Sexual Assault at Port Richmond’s Graffiti Pier Yesterday
Since Conrail moved its coal-carrying operations to Baltimore in the early ’90s, Pier 124 has been a hulking, abandoned ruin at the edge of Port Richmond. Yet graffiti artists from all over the region have given the concrete walls and passageways a second life, making it a vertiable museum of street art, sort of an unsanctioned version of Miami’s Wynnewood Walls. The post-industrial site has become so popular, it attracts sightseers as well as artists.
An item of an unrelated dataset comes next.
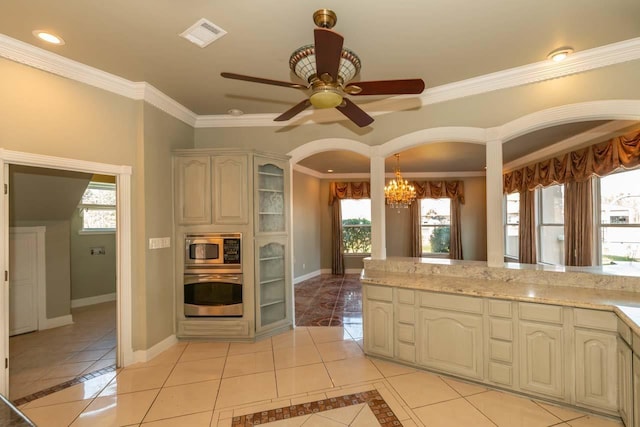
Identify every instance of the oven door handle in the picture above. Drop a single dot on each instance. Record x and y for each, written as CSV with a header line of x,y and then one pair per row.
x,y
215,278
Perhaps the three people who were at the Pier yesterday were looking at the art; perhaps they were making it. Their names have not been released. But here’s what we do know:
Two women and one guy, all in their early 20s, were walking through Graffiti Pier around 6:30 p.m. when they were stopped by a man they didn’t know. He made small talk with them, then pulled out a gun and led them to a wooded area, where he took their phones, wallets, cash and ID, and sexually assaulted one of the women. He then ran away.
The Special Victims Unit has released a preliminary informational bulletin with the description of the alleged assailant:
He’s a white male, late 20s to early 30s, 5-foot-nine and 200 pounds. He has short brown hair and a scruffy beard, a tattoo on his left arm (possibly a star), and was wearing jean shorts, a white t-shirt and a white Phillies baseball cap.